La differenza tra criticità nel decostruttivismo e criticità nel regionalismo critico, è che il regionalismo critico riduce il livello generale di complessità coinvolta e mantiene un’analisi più chiara mentre tenta di riconciliare l’architettura modernista con le differenze locali. In effetti, ciò conduce a un “vernacolo” modernista. Il regionalismo critico mostra una mancanza di autocritica e un utopismo del luogo. Il decostruttivismo, nel frattempo, mantiene un livello di autocritica, oltre a critiche esterne e tende a mantenere un livello di complessità. Alcuni architetti identificati con il movimento, in particolare Frank Gehry, hanno attivamente rifiutato la classificazione del loro lavoro come decostruttivista.
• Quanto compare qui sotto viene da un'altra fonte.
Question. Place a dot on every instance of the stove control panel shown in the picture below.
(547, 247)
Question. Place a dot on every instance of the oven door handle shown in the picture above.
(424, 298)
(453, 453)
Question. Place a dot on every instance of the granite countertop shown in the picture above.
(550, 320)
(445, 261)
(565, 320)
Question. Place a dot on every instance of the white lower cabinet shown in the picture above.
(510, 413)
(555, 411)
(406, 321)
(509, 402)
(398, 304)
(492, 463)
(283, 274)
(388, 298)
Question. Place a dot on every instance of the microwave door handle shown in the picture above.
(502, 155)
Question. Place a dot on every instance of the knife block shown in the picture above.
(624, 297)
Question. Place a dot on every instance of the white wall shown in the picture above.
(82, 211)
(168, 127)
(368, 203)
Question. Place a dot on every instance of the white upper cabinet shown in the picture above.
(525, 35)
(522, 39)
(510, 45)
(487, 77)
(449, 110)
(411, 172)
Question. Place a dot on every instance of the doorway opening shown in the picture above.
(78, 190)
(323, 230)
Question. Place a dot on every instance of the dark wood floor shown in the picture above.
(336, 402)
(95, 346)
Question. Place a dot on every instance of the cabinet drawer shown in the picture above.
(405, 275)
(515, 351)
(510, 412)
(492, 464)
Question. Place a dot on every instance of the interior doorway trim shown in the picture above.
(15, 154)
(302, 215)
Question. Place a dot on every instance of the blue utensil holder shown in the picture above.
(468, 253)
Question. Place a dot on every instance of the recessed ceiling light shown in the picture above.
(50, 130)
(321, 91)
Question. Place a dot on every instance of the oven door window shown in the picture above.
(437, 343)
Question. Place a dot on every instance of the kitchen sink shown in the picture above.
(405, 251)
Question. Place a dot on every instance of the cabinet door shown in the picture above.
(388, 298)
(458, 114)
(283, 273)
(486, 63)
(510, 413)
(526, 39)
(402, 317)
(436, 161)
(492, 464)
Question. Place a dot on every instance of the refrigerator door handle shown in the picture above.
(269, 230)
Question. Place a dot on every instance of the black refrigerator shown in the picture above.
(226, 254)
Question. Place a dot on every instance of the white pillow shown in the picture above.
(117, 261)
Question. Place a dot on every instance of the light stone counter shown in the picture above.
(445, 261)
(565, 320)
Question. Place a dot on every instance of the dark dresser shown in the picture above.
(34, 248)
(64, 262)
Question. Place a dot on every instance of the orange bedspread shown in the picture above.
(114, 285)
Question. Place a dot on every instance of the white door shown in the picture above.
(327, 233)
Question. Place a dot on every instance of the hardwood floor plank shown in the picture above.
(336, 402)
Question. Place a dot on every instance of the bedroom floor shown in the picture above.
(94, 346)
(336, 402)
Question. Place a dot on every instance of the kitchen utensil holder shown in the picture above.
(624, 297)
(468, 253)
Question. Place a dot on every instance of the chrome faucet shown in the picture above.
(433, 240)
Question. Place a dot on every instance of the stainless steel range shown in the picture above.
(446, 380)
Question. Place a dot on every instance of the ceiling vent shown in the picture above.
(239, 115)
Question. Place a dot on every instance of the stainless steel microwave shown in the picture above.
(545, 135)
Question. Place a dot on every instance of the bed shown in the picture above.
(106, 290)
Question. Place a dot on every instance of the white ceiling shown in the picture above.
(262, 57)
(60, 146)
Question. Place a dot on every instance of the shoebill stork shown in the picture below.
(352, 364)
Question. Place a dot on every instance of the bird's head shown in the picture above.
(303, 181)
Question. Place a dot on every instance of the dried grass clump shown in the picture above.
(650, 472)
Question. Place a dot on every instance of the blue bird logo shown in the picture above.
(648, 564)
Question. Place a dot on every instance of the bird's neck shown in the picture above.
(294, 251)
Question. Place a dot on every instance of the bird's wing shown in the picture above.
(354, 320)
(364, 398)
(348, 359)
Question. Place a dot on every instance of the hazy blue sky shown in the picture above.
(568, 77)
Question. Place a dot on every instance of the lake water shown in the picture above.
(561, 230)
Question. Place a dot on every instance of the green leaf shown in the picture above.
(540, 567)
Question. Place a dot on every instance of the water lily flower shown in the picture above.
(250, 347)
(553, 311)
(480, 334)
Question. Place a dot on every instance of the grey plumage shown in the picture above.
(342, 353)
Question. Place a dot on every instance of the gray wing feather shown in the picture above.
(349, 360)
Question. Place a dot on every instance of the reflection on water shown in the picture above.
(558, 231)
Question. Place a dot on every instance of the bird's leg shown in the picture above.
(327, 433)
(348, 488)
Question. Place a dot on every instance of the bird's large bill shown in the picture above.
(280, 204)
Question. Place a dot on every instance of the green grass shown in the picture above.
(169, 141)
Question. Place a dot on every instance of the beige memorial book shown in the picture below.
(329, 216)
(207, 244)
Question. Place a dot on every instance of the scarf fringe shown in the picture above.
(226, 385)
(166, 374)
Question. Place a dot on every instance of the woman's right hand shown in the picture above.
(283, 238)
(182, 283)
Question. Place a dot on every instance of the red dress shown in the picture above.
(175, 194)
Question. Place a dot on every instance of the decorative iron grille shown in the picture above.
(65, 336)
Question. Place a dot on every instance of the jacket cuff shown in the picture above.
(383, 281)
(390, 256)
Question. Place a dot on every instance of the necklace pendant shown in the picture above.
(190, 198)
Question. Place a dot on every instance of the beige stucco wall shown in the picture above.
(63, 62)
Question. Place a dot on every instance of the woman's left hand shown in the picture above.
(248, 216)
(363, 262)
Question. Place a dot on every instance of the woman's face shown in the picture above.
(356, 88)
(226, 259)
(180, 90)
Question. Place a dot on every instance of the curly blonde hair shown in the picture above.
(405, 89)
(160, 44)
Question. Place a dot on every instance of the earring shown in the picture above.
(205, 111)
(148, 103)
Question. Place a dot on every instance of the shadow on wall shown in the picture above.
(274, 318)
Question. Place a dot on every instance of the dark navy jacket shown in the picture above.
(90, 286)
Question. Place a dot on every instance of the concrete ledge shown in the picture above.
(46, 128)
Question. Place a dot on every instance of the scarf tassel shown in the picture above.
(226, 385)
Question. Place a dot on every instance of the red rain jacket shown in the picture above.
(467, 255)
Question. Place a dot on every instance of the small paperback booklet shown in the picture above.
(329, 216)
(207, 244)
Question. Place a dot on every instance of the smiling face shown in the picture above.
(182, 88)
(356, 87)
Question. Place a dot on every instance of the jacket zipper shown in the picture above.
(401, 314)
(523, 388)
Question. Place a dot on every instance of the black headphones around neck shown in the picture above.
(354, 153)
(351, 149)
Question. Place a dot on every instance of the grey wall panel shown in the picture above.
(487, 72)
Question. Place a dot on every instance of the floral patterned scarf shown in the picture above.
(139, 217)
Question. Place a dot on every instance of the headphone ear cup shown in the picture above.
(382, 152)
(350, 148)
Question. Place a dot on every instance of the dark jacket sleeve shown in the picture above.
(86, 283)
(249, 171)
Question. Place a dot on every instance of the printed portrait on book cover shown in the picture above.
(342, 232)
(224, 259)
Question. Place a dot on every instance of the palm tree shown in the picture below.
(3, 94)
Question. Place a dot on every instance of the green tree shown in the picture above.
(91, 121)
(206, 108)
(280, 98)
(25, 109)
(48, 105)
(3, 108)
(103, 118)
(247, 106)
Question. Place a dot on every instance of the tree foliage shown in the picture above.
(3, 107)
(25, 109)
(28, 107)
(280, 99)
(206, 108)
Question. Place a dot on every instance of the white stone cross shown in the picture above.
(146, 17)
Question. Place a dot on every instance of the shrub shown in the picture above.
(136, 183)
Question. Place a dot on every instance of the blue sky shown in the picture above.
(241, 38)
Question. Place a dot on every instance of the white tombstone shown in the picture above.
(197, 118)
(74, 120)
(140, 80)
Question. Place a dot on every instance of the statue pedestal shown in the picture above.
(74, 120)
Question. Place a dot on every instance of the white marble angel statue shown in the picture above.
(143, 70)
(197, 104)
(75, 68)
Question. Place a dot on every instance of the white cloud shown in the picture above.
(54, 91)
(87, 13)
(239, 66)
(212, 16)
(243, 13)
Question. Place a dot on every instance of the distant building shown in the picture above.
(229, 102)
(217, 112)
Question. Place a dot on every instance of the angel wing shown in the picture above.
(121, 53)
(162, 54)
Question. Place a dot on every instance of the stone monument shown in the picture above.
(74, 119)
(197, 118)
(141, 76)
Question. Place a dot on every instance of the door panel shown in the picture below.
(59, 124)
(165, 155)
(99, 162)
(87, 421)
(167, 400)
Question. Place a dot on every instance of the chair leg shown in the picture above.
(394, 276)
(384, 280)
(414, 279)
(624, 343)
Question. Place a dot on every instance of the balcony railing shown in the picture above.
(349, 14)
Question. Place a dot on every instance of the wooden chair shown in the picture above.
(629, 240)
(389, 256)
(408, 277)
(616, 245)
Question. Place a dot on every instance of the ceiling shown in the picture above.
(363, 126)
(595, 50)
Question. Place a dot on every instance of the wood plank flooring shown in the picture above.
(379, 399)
I critici del decostruttivismo lo vedono come un esercizio puramente formale con scarso significato sociale. Kenneth Frampton lo trova “elitario e distaccato”. Nikos Salingaros definisce il decostruttivismo una “espressione virale” che invade il pensiero progettuale per costruire forme distrutte; mentre è curiosamente simile alle descrizioni di Derrida e Philip Johnson, questo è inteso come una dura condanna dell’intero movimento. Altre critiche sono simili a quelle della filosofia decostruttivista – che poiché l’atto del decostruttivismo non è un processo empirico, può risultare in qualsiasi cosa un architetto desideri, e quindi soffre di una mancanza di coerenza. Oggi c’è la sensazione che le basi filosofiche dell’inizio del movimento siano andate perdute, e tutto ciò che rimane è l’estetica del decostruttivismo. Altre critiche respingono la premessa secondo cui l’architettura è un linguaggio che può essere oggetto di filosofia linguistica o, se fosse una lingua nel passato, i critici affermano che non lo è più. Altri mettono in discussione la saggezza e l’impatto sulle generazioni future di un’architettura che rifiuta il passato e non presenta valori chiari come rimpiazzi e che spesso persegue strategie che sono intenzionalmente aggressive per i sensi umani.